Der Eigentümer baute nach Fertigstellung der Fassade bei seinem Wohnhaus das Baugerüst ab. Dabei wurde er von seinem Sohn und seinem Schwiegersohn unterstützt.
Der Mann demontierte auf der obersten Etage die Gerüstteile und gab sie seinem Schwiegervater weiter, der eine Etage unter ihm arbeitete. Während er die Befestigung einer Absturzsicherung auf der obersten Etage auf einer Seite löste und sich auf der gegenüberliegenden Seite begab, hob er einen Gerüstpfosten ober ihm herunter, um diesen seinem Sohn weiter zu reichen. Dabei löste sich die Absturzsicherung von der bereits gelockerten Befestigungsvorrichtung und das sechs Meter lange Eisenrohr fiel auf einer Seite hinab und traf den Mann am Kopf.

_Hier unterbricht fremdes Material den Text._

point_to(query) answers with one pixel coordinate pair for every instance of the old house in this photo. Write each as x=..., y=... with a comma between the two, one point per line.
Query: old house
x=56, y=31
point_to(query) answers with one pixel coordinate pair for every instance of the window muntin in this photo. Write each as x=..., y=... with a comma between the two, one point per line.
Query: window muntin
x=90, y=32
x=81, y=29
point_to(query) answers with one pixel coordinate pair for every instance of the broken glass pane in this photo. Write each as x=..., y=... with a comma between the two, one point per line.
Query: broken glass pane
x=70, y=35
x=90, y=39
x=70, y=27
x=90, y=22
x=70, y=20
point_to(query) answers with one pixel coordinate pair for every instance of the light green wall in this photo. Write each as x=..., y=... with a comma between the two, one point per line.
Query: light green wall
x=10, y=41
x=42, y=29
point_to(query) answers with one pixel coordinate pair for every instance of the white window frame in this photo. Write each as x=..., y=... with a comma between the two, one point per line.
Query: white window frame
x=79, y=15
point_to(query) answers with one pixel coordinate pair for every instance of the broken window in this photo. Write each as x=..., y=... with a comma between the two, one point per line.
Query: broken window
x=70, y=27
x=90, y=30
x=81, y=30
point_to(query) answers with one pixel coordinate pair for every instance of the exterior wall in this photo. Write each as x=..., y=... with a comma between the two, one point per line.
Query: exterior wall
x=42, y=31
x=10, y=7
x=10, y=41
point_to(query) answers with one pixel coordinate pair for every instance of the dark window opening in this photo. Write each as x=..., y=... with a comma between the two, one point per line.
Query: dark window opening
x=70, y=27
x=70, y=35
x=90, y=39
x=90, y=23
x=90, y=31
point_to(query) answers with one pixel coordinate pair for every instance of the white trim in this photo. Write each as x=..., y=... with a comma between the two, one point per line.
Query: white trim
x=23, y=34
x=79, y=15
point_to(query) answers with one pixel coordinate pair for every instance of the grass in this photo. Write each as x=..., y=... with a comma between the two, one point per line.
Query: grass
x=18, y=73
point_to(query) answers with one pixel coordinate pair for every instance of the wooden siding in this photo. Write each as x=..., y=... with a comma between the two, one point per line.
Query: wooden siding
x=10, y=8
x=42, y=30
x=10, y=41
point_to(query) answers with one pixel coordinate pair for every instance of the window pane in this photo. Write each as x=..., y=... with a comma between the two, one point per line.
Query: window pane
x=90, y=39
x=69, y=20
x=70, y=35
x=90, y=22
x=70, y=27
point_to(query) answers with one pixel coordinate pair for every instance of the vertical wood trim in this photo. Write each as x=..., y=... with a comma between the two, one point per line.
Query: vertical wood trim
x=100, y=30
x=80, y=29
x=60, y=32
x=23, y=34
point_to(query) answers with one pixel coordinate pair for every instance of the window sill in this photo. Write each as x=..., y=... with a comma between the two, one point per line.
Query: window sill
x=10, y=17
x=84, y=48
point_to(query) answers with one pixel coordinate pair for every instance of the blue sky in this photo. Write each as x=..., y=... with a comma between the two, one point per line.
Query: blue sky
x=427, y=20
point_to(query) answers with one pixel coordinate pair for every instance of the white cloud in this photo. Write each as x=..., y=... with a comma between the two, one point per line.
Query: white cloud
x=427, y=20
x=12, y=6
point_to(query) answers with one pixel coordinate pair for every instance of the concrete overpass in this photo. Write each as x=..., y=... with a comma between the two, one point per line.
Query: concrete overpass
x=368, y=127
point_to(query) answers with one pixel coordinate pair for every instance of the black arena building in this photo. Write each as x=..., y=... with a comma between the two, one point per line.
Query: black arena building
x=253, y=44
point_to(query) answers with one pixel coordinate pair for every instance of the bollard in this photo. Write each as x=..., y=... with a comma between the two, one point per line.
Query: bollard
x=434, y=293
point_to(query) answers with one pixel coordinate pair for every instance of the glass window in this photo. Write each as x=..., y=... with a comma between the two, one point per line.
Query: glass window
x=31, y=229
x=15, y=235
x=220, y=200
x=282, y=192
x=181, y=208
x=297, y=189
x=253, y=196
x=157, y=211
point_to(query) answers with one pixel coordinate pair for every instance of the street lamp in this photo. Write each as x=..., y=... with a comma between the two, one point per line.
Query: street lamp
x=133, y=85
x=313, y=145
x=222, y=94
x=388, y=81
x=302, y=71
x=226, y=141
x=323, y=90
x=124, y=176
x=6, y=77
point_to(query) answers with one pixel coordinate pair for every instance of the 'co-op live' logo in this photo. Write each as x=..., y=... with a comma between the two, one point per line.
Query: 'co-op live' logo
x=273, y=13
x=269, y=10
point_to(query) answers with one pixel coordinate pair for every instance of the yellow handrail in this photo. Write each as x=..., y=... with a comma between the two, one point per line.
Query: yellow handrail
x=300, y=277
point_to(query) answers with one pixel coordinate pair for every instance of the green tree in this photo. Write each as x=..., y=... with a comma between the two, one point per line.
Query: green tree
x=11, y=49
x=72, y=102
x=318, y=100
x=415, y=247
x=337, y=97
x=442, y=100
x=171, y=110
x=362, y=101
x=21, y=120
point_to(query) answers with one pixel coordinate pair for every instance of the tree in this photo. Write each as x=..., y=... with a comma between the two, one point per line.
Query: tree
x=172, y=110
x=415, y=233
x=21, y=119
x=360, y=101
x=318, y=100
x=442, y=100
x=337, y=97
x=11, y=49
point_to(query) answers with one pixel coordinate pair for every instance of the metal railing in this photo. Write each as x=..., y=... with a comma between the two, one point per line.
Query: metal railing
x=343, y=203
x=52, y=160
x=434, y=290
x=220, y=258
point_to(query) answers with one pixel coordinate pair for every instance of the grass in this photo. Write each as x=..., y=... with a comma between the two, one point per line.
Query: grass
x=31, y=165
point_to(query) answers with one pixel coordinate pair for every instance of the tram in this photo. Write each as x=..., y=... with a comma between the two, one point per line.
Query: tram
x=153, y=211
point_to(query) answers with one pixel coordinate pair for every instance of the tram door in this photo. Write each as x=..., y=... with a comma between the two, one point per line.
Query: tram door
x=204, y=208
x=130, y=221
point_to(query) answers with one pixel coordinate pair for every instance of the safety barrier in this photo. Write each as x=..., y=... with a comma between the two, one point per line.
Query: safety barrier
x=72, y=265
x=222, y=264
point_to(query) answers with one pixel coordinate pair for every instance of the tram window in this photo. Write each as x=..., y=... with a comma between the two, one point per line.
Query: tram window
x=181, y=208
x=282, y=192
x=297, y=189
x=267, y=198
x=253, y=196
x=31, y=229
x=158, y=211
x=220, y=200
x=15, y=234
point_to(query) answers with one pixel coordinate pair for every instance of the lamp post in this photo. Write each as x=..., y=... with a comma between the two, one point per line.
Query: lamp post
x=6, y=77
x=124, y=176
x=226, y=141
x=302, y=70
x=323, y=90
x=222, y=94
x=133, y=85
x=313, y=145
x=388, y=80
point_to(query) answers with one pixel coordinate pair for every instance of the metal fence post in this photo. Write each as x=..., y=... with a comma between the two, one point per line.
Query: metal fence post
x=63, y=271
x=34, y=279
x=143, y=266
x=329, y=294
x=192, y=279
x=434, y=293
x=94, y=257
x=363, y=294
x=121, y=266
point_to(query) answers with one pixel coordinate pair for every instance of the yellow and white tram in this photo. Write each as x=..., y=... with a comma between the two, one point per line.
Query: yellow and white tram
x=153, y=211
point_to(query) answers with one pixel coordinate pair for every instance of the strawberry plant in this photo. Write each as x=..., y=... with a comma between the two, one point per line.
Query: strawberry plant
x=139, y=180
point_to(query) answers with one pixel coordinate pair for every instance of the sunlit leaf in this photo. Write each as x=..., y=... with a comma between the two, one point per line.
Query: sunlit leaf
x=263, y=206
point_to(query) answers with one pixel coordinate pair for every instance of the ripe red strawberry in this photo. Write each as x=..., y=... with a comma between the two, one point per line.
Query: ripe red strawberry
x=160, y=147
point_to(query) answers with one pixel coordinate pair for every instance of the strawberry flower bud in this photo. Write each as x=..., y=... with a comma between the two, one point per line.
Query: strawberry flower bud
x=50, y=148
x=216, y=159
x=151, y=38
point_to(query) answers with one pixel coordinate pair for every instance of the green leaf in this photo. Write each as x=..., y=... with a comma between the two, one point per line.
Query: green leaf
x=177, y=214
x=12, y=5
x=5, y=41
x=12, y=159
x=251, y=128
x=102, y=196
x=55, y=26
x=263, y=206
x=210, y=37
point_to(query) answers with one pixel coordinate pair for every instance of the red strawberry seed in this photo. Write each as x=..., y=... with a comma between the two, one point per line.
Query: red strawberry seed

Der verunfallte, der keinen Schutzhelm trug, erlitt bei dem Unfall eine Platzwunde am Kopf und eine Gehirnerschütterung. Da derzeit im Wohnhaus keine Stiegen vom Erdgeschoß in den ersten Stock vorhanden sind, musste der Verletzte von der Freiwilligen Feuerwehr Vitis geborgen werden. Anschließend wurde er mit dem Notarztwagen in das Landesklinikum Waidhofen eingeliefert, wo er bis auf weiteres stationär behandelt wird.